Museum Insel Hombroich had its start in 1982 when real estate broker Karl Heinrich Muller purchased the property by the Erft River near Dusseldorf to display his extensive collection of art. Despite its name, Insel Hombroich is not a true island but an enclosure, where the busy life of the surrounding metropolitan Dusseldorf seems to disappear far away behind the surrounding tall greenery. The landscape is a naturalistic combination of wetlands, meadows and wooded areas, sensitively designed by landscape architect Bernhard Korte. Wandering through it, the visitor passes through fifteen pavilions, most of them by sculptor Erwin Heerich. Built of recycled, rough bricks, steel and glass, these minimalist buildings have a cloister like feeling. Some of them contain artworks, some are empty, functioning themselves as huge sculptures to be experienced both from outside and inside.

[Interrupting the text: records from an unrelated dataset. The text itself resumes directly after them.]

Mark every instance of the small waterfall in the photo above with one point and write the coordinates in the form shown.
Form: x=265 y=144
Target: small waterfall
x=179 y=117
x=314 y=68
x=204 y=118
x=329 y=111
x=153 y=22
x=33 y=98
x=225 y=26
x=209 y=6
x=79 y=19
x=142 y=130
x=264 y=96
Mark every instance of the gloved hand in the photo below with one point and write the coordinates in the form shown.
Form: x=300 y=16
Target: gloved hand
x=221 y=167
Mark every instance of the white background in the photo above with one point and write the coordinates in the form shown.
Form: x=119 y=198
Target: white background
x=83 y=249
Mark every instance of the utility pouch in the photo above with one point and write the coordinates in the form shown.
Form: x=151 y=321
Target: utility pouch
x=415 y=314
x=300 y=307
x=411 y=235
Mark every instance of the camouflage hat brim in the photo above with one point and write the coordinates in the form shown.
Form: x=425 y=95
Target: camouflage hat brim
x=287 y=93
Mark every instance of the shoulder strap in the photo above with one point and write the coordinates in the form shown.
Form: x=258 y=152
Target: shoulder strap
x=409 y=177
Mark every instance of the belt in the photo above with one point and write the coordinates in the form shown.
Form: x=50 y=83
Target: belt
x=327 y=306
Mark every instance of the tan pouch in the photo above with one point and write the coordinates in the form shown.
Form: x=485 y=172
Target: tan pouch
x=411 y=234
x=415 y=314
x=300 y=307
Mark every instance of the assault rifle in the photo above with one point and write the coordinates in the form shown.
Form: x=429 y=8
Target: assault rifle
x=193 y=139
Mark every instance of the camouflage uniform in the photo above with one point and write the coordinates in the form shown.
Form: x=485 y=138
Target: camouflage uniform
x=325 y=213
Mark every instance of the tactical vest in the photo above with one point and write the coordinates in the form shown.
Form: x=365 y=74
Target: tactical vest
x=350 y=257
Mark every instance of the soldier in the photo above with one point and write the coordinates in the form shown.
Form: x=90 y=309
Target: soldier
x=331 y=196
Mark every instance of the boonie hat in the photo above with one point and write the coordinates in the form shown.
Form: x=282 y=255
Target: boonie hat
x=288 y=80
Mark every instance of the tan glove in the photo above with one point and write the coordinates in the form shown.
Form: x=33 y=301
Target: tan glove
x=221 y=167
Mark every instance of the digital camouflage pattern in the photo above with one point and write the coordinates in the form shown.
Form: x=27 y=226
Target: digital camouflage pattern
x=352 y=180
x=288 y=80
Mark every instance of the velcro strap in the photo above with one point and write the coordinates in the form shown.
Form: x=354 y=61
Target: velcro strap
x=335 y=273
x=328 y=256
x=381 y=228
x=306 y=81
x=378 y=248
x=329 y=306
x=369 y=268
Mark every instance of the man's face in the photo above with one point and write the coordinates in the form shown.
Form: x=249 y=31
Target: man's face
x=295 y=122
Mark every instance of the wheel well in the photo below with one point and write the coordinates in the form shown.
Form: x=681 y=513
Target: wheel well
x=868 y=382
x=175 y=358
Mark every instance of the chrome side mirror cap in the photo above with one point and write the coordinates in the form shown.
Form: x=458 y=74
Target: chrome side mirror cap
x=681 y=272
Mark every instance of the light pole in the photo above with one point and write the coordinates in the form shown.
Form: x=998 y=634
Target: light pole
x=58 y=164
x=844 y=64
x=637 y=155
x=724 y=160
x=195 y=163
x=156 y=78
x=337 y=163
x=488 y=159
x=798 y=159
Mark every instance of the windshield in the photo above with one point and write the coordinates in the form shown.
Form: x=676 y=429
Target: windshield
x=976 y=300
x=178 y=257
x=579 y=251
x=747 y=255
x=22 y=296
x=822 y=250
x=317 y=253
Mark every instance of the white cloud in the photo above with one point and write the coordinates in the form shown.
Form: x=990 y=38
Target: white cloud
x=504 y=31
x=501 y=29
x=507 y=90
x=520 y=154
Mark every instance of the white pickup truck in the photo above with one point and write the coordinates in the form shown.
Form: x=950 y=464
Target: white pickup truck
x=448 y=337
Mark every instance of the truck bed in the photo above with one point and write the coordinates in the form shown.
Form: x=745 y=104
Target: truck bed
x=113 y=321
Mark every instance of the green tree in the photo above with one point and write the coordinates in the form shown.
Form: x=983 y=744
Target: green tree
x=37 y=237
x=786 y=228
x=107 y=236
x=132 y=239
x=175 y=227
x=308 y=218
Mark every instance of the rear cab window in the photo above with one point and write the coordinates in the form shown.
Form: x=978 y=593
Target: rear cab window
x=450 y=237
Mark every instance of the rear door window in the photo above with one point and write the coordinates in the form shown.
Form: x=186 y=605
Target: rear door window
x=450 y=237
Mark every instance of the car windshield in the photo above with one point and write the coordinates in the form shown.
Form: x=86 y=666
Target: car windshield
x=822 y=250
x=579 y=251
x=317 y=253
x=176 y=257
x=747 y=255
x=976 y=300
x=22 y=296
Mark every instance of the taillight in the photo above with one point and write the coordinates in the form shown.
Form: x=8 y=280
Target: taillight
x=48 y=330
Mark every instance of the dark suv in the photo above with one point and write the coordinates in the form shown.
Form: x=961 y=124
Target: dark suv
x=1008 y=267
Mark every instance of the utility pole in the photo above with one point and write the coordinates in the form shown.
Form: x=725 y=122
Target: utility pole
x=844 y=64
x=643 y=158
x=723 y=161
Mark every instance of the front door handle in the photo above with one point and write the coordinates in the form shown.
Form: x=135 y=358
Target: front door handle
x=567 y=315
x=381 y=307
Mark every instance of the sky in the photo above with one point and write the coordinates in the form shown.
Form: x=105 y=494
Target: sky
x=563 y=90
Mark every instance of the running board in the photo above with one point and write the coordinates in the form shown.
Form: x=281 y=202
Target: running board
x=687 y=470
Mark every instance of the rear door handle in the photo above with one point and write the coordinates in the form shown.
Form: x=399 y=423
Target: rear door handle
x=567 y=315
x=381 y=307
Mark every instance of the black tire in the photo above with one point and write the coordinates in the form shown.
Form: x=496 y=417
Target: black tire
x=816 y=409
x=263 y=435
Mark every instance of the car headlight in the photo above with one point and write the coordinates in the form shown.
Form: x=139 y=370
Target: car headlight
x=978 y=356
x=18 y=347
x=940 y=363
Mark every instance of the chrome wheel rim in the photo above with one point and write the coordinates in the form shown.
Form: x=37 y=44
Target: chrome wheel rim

Inside of Turm, by Erwin Heerich, 1989.
After entering Museum Insel Hombroich, there are no guards or attendants. The works of art are shown without any artificial light, so the experience of them changes depending on the time of day and the season of the visit. The scope and quality of the collection is amazing: there is ethnic art from Africa, Polynesia, Mexico and East Asia, and then works by Western artists, from the traditional to the ultra-contemporary. Rembrandt, Matisse and Cezanne, Schwitters, Arp and Calder are just few of the artists on display. There are no signs or nametags around, and the visitors are left alone with the artworks, taking them in without any explanations. An eccentric but effective choice, and a great contrast to the information overload confronting visitors in most museums today. The cloister like atmosphere continues in the museum restaurant; nothing there can be bought with money, all is included in the entrance fee. The choices are minimalistic. When my sister and I visited (in the mid-90s), it was late afternoon and the only things left were whole, red onions, some dark rye bread and cold, hard cooked eggs; not a feast directly. But despite having walked through the extensive grounds, no food was needed: we felt completely satisfied, filled up by the tranquil and meditative experience of the art and the landscape of Insel Hombroich.
The pavilions and art are surrounded with gently undulating meadows and woods.
I could not find my own paper pictures from Hombroich from the mid 90's, so I borrowed some from the Museum Insel Hombroich. Special thanks to Hanna for taking me to this unusual and memorable place!